Hello, I read carefully through out the Django Docs and found one comment 
really misleading 
(https://docs.djangoproject.com/en/1.8/ref/models/fields/#foreignkey):

> Behind the scenes, Django appends "_id" to the field name to create its 
database column name. In the above example,
> the database table for the Car model will have a manufacturer_id column. 
(You can change this explicitly by specifying db_column 
<https://docs.djangoproject.com/en/1.8/ref/models/fields/#django.db.models.Field.db_column>
) 
> However, your code should never have to deal with the database column 
name, unless you write custom SQL. 
> You’ll always deal with the field names of your model object.

Currently nothing in the first two paragraphs is obviously wrong, however 
the second part is. Since when dealing with SQL YOU SHOULD now your column 
name.
db_column Name could save you a really expensive join when you don't need 
to access more data.
I mean the best example obviously comes with Username's. Here is an example:

from django.db import models

class Tweet(models.Model):
    message = models.TextField()
   username = models.ForeignKey('auth.User', db_column='username')

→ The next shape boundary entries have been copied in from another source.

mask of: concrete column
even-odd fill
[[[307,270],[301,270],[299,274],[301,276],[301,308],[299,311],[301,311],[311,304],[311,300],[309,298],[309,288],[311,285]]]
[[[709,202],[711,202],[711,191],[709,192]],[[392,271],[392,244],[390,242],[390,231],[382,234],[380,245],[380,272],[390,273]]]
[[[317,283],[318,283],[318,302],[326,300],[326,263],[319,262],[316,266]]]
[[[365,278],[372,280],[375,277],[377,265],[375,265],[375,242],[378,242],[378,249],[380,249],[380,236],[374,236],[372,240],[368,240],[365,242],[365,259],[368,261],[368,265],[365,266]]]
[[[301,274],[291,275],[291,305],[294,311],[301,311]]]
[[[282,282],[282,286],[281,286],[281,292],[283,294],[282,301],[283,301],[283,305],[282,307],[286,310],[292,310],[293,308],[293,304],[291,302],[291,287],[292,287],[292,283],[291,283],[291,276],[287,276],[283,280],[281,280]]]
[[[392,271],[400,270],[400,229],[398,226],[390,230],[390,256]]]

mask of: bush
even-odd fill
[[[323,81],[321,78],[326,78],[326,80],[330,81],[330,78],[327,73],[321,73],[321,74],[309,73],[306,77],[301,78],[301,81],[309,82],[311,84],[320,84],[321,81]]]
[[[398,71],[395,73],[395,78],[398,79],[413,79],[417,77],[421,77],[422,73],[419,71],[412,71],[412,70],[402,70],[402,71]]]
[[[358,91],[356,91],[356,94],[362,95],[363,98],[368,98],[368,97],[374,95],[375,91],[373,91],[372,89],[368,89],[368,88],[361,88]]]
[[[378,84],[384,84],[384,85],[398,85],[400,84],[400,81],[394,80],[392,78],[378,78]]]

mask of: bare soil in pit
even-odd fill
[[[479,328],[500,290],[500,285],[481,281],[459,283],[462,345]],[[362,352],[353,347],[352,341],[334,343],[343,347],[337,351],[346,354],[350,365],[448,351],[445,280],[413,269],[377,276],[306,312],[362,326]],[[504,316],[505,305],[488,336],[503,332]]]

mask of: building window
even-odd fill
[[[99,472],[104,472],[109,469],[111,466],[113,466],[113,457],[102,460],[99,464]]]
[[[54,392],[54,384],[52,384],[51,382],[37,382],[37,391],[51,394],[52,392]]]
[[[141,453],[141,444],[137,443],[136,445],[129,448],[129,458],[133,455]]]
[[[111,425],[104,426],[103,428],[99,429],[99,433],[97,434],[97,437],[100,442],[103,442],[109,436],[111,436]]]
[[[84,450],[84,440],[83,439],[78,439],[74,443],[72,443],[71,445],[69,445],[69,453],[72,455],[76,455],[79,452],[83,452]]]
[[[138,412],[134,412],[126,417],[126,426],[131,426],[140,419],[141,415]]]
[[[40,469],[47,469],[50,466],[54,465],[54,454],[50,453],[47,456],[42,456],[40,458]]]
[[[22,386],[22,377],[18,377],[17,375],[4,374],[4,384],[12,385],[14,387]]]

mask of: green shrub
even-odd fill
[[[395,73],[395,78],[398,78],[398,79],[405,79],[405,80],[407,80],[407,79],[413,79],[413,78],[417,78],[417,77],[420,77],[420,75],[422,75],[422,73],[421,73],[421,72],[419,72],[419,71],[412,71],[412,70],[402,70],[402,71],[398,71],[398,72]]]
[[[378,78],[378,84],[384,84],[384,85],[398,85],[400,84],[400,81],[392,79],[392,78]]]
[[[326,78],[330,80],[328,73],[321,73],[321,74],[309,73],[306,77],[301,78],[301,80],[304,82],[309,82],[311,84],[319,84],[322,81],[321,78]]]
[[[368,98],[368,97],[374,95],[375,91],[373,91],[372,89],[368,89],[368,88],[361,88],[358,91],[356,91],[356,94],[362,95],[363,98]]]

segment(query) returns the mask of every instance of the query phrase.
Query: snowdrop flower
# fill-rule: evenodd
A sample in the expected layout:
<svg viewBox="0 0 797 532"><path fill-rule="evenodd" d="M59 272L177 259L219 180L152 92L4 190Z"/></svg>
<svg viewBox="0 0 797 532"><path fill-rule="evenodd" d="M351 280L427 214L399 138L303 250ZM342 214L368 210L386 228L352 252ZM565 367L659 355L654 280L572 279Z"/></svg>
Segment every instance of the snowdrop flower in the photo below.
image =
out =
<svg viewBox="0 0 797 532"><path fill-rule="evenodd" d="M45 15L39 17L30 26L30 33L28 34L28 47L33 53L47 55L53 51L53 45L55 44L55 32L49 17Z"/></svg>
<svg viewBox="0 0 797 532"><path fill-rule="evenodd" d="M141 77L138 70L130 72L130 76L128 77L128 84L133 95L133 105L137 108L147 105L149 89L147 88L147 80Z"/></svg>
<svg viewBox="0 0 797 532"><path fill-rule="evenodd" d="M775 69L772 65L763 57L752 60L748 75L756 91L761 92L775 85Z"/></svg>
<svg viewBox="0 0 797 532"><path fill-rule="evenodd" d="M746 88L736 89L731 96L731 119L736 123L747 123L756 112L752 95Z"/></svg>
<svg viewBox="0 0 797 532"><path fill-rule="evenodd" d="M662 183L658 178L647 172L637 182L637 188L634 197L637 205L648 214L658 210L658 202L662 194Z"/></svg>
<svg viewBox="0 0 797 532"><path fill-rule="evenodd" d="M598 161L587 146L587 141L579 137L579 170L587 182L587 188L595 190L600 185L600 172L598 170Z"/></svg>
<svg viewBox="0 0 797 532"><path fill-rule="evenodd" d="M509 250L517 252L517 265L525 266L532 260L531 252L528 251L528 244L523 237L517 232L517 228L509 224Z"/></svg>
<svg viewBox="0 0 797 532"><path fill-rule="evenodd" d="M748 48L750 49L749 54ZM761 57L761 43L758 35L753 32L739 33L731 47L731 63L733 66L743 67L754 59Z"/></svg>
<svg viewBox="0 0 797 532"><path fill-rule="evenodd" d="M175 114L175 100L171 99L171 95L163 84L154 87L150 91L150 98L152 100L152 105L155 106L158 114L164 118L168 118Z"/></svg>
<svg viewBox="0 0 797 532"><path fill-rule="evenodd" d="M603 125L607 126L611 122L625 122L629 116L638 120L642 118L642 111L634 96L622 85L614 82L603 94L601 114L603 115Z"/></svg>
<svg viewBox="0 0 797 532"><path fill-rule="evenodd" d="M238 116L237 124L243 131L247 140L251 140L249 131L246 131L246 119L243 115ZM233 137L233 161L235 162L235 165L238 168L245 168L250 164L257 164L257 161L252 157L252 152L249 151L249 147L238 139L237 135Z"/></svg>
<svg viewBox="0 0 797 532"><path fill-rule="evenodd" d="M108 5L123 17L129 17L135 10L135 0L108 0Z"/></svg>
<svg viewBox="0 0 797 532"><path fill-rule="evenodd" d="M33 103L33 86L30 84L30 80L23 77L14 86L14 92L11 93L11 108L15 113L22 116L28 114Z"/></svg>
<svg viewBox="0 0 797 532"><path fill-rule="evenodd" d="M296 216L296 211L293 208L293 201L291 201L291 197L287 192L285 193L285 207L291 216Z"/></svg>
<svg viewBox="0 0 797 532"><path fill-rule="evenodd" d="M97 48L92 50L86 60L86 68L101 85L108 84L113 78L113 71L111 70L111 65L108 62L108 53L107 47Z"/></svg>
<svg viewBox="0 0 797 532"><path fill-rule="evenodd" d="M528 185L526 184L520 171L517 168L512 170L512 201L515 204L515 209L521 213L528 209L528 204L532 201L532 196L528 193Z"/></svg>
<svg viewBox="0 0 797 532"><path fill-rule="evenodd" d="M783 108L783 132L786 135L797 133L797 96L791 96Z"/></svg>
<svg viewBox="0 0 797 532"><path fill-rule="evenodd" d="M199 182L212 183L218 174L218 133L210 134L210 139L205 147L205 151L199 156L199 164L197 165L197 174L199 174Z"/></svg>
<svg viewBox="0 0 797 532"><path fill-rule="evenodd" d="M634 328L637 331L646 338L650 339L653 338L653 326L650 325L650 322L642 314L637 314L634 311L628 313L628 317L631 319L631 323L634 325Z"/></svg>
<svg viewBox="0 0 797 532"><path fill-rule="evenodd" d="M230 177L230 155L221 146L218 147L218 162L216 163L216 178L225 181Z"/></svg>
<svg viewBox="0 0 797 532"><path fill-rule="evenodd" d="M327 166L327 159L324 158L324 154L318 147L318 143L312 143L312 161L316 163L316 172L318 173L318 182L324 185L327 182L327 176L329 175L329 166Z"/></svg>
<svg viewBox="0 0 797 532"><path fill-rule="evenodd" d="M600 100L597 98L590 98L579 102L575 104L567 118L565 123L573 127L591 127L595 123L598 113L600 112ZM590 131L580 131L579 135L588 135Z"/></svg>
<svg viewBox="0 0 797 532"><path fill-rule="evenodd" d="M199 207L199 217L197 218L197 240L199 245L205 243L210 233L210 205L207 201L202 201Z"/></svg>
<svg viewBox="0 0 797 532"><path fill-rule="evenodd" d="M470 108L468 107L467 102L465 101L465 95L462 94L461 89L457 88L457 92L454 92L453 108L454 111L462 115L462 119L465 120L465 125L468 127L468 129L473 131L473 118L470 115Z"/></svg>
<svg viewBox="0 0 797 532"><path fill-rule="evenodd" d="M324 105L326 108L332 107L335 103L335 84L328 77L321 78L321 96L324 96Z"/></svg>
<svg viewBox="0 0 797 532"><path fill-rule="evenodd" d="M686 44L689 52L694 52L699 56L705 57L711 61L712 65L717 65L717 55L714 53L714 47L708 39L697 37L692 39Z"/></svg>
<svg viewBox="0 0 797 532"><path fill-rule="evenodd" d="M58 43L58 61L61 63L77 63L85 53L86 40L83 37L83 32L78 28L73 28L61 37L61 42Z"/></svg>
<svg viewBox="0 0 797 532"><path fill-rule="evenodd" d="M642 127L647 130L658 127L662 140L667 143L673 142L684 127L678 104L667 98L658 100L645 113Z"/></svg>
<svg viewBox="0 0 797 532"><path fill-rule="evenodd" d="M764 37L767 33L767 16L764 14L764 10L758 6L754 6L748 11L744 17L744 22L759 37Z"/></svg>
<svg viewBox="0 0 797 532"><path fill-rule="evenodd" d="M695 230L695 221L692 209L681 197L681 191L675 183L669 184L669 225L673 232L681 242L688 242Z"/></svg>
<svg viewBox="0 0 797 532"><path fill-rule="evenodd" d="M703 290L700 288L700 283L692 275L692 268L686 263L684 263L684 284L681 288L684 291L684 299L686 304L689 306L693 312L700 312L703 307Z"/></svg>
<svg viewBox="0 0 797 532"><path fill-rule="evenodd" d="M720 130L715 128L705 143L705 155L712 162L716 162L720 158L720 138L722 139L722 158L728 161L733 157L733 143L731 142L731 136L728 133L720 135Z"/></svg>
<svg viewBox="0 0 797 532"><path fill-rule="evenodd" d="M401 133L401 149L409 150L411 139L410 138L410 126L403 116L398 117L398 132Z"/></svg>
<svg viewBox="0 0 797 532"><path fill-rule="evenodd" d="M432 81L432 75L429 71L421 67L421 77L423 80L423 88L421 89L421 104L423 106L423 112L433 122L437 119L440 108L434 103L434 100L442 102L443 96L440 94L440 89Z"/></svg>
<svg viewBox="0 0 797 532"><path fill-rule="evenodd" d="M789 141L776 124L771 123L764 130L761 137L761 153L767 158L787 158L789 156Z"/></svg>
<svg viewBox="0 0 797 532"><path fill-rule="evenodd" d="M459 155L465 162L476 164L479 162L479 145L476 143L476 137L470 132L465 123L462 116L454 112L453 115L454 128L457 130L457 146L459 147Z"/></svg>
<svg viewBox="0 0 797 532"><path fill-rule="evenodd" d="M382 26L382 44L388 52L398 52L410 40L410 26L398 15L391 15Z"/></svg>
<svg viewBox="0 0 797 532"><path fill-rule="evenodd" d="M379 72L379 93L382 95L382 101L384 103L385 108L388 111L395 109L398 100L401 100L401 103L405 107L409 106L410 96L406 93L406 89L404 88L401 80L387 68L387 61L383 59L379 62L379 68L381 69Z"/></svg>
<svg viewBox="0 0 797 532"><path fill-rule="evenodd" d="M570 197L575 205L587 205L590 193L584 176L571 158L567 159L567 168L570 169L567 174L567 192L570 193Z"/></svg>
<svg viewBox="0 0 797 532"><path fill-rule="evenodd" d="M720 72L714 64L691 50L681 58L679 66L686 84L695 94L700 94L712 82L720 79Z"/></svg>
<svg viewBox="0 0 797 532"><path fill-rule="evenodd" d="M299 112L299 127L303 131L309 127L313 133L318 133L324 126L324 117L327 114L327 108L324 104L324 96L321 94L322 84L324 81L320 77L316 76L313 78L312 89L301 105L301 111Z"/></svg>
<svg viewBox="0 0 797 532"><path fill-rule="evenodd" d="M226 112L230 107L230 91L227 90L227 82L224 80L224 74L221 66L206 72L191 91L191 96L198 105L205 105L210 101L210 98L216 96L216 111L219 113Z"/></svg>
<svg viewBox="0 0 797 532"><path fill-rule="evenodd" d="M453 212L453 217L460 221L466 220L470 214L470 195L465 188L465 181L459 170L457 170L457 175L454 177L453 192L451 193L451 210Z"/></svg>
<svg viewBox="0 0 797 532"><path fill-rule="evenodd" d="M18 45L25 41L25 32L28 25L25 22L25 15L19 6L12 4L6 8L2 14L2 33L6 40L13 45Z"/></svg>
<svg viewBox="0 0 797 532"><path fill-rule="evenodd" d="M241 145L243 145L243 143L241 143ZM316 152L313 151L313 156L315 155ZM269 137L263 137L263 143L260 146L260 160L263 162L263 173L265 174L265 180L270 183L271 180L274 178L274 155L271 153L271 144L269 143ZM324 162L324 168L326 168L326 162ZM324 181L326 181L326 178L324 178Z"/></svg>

When you now need to represent tweets to a user you could easily write that:
Tweet.objects.all()
You now have all the Tweets and the Usernames.

However if you want to present the Tweet and the Username while using the 
following:

from django.db import models

class Tweet(models.Model):
    message = models.TextField()
   user = models.ForeignKey('auth.User')

You would obviously need a join to get the username.

So that part is really misleading and It would be great to have more 
documentation about db_column since it could save some time at the database 
level, especially when dealing with UNIQUE strings etc.